MicroStrategy, whose executive chairman is Michael Saylor, has detailed a bold plan to double its holdings in Bitcoin. The firm released an $84 billion fundraising plan, well above its earlier target of raising $42 billion to buy more Bitcoin for its corporate treasury.
The new plan is structured with a mix of $42 billion in equity and a similar amount in fixed-income instruments to add to its presence in the digital currency market through purchasing more Bitcoin.
The firm has a holding of 553,555 Bitcoin valued at a total of $37.9 billion at an average price of $68,459 for each. This massive holding has exceeded 2% of Bitcoin’s total in circulation supply and has made MicroStrategy the runner-up to BlackRock when it comes to large-scale institutional Bitcoin ownership.
The firm has obtained a Bitcoin return of 13.7% in 2025 to date, translating to an unrealized year-to-date profit of $5.8 billion. MicroStrategy marks this return as a significant point in its continued BTC purchase commitment.
Apart from doubling its capital plan, MicroStrategy also raised its target yield on Bitcoin in 2025 to 25% from 15%. It also raised its target gain in BTC to $15 billion by year-end from $10 billion based on a rosy outlook for Bitcoin performance.
Michael Saylor drives bold Bitcoin strategy
This aggressive move reflects Michael Saylor’s willingness to make BTC a core asset in MicroStrategy’s financial strategy and distinguish it from other corporate investors.

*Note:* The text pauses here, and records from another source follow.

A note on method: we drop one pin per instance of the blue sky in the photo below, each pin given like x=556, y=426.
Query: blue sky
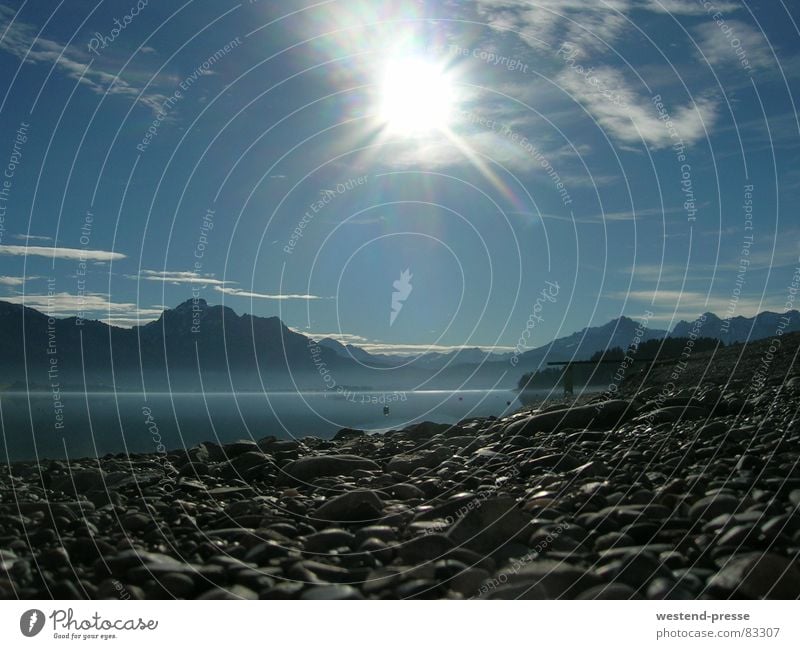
x=607, y=147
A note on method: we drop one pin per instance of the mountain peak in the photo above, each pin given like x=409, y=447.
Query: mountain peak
x=191, y=302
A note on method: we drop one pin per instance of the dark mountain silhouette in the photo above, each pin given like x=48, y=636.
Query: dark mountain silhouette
x=199, y=346
x=740, y=329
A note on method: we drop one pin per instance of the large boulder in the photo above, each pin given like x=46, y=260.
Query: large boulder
x=602, y=416
x=306, y=469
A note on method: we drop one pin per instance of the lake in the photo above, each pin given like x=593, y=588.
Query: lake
x=90, y=424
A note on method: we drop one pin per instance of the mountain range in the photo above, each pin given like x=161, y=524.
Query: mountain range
x=197, y=346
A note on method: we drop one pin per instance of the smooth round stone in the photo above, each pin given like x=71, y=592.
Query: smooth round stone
x=712, y=506
x=336, y=591
x=233, y=592
x=665, y=588
x=385, y=533
x=418, y=589
x=177, y=584
x=427, y=547
x=613, y=540
x=758, y=576
x=609, y=591
x=329, y=539
x=136, y=522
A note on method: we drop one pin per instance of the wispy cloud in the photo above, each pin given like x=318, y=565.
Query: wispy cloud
x=97, y=304
x=631, y=117
x=547, y=23
x=31, y=237
x=229, y=290
x=715, y=45
x=177, y=277
x=60, y=253
x=5, y=280
x=19, y=40
x=684, y=305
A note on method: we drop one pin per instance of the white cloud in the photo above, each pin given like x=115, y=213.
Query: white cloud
x=690, y=304
x=68, y=304
x=177, y=277
x=19, y=39
x=5, y=280
x=717, y=47
x=229, y=290
x=633, y=118
x=60, y=253
x=31, y=237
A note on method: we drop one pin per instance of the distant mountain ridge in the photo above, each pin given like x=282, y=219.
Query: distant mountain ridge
x=197, y=346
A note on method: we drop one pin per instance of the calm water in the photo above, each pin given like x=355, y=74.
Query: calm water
x=99, y=423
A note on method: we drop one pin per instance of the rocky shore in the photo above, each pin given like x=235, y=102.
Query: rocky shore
x=682, y=487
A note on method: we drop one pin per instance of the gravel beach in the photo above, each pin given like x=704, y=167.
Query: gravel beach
x=684, y=485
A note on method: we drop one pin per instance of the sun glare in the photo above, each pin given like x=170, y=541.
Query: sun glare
x=416, y=97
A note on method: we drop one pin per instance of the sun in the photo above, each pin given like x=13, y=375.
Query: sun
x=416, y=97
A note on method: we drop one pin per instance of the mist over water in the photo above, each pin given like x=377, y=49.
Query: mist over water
x=98, y=423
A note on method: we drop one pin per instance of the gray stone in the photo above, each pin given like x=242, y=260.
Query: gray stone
x=353, y=506
x=603, y=415
x=491, y=525
x=306, y=469
x=758, y=576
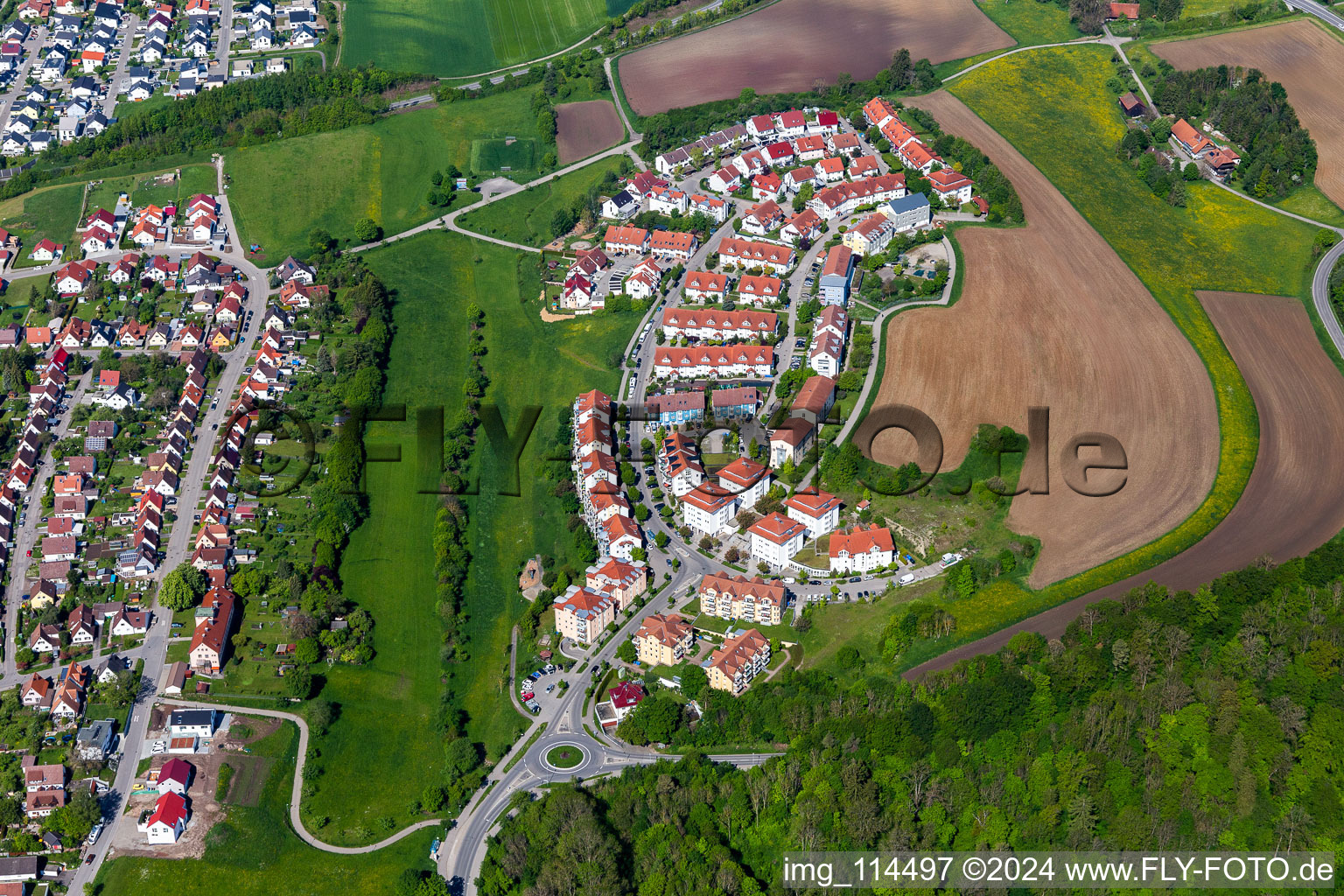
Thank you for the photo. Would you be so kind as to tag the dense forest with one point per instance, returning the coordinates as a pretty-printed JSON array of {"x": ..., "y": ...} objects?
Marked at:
[
  {"x": 1206, "y": 720},
  {"x": 1254, "y": 113}
]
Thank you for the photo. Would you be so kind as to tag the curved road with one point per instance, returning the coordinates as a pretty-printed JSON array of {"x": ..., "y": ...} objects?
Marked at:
[{"x": 295, "y": 820}]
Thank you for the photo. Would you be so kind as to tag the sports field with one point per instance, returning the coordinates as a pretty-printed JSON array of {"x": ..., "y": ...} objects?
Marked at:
[
  {"x": 466, "y": 37},
  {"x": 524, "y": 218},
  {"x": 285, "y": 188},
  {"x": 255, "y": 853}
]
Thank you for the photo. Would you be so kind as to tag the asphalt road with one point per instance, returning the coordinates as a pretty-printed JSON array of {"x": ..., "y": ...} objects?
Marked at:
[{"x": 1321, "y": 12}]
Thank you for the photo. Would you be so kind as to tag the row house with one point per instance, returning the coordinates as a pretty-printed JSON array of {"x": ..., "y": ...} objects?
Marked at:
[
  {"x": 704, "y": 286},
  {"x": 747, "y": 253},
  {"x": 760, "y": 289},
  {"x": 844, "y": 199},
  {"x": 679, "y": 468},
  {"x": 722, "y": 361},
  {"x": 737, "y": 597},
  {"x": 715, "y": 324}
]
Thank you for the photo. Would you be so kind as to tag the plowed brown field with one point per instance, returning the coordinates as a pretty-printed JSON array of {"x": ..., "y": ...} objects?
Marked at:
[
  {"x": 794, "y": 43},
  {"x": 1294, "y": 499},
  {"x": 1306, "y": 60},
  {"x": 584, "y": 128},
  {"x": 1050, "y": 316}
]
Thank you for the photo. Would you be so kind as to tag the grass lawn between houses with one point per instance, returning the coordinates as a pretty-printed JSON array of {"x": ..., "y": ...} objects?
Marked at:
[
  {"x": 255, "y": 853},
  {"x": 1218, "y": 242},
  {"x": 52, "y": 214},
  {"x": 379, "y": 171},
  {"x": 1031, "y": 22},
  {"x": 526, "y": 216},
  {"x": 388, "y": 707}
]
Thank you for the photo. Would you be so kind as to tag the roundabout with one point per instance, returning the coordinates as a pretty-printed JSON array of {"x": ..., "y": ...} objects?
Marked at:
[{"x": 564, "y": 757}]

MicroStrategy has already conducted a $21 billion public stock sale in its overall $84 billion capital-raising plan. From this sale, the firm has raised $6.6 billion in proceeds from its Class A shares, reaching about 32% of its overall capital target.

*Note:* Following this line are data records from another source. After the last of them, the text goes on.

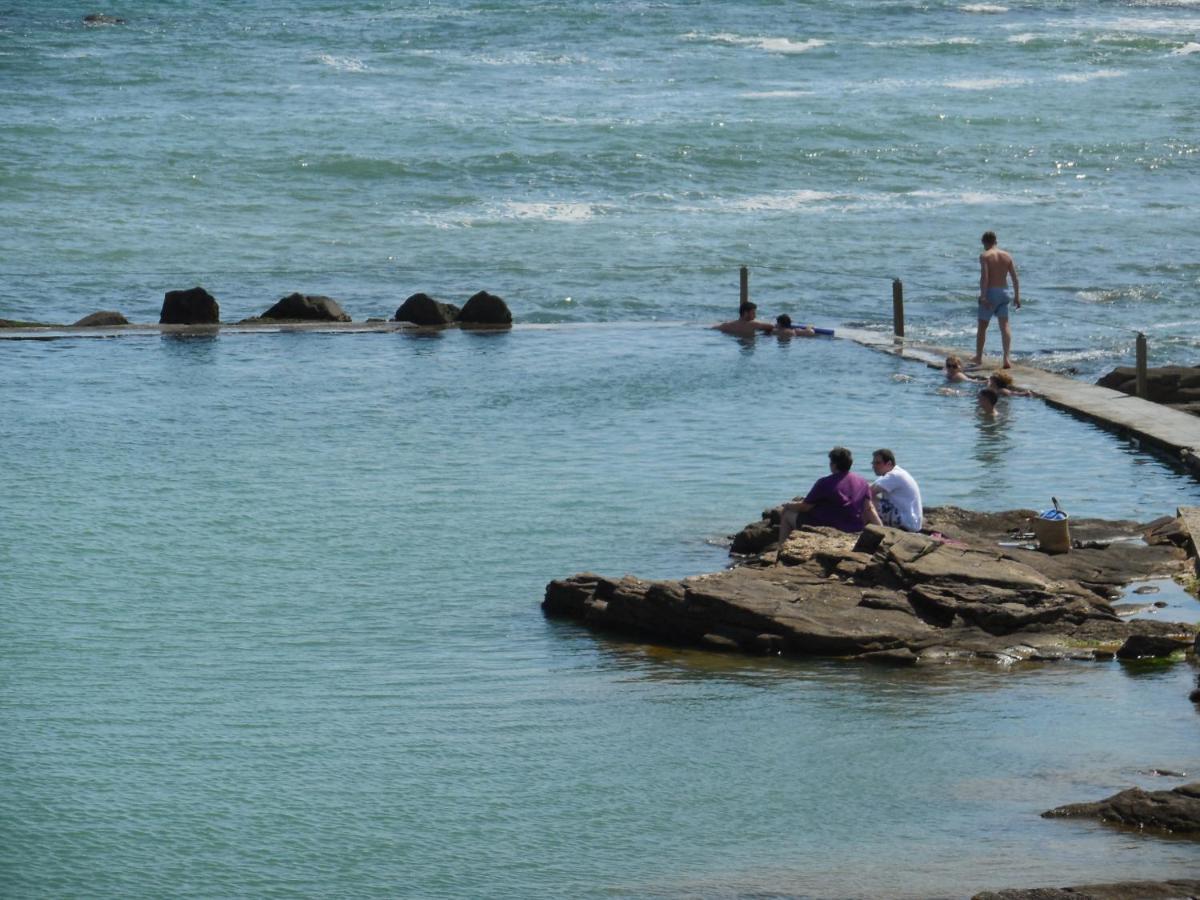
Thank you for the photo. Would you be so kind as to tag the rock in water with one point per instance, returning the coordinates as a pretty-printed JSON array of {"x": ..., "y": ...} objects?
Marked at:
[
  {"x": 1176, "y": 810},
  {"x": 424, "y": 310},
  {"x": 196, "y": 306},
  {"x": 306, "y": 307},
  {"x": 485, "y": 309},
  {"x": 101, "y": 319},
  {"x": 96, "y": 19}
]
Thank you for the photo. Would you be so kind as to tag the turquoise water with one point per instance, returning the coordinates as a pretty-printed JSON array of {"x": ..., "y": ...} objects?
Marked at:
[
  {"x": 613, "y": 161},
  {"x": 270, "y": 601},
  {"x": 271, "y": 628}
]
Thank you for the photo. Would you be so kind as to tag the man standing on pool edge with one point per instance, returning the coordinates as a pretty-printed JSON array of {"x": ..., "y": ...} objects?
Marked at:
[{"x": 995, "y": 267}]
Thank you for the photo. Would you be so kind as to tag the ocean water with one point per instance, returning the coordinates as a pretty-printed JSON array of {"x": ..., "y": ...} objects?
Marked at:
[
  {"x": 613, "y": 161},
  {"x": 270, "y": 601}
]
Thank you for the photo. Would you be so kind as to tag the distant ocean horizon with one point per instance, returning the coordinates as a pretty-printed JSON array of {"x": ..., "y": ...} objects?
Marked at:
[{"x": 270, "y": 603}]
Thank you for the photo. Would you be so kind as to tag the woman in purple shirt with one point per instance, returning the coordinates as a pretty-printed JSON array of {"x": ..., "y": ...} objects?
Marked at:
[{"x": 841, "y": 499}]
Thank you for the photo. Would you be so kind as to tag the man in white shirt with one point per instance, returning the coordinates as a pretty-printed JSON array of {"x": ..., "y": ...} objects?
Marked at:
[{"x": 897, "y": 493}]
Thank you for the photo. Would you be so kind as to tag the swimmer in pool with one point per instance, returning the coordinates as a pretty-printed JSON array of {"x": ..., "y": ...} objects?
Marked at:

MicroStrategy still has about $57 billion to raise. The company has outlined an aggressive acquisitions timeline for the next several months. This strategy demonstrates its enduring commitment to BTC.

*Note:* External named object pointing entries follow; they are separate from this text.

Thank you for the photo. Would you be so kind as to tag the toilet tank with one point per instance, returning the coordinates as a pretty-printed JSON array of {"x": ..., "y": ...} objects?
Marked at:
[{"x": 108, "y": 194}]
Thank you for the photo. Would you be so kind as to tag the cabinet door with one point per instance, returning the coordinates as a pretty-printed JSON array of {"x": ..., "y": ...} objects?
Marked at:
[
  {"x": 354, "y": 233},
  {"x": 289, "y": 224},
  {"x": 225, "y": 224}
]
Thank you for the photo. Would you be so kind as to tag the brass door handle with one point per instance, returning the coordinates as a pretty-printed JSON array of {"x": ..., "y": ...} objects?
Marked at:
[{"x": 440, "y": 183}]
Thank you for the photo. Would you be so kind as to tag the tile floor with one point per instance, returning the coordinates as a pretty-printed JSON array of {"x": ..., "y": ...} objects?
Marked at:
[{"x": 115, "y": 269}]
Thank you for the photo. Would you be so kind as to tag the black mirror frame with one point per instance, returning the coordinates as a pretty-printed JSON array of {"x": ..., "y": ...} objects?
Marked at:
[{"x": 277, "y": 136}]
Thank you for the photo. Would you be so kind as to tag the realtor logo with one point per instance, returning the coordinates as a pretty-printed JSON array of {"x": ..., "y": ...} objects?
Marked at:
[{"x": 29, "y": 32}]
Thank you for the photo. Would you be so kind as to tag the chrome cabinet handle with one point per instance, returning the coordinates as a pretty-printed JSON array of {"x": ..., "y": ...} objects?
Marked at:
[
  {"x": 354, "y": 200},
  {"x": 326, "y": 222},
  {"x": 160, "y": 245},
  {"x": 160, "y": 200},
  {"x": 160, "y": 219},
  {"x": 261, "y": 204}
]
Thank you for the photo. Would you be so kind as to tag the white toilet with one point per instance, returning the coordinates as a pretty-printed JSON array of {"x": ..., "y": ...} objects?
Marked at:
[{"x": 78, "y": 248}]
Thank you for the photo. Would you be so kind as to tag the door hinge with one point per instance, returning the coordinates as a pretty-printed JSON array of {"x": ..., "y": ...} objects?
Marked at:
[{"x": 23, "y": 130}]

MicroStrategy has been purchasing Bitcoin virtually every week since 2022 and has adopted a regular purchase pattern, reaffirming long-term confidence in BTC.
This strategy reflects its perception of Bitcoin as a store of value and a possible global reserve asset. As it is moving towards its target of $84 billion, the financial sector is monitoring very intently to see what effect this historic corporate BTC buying strategy will have.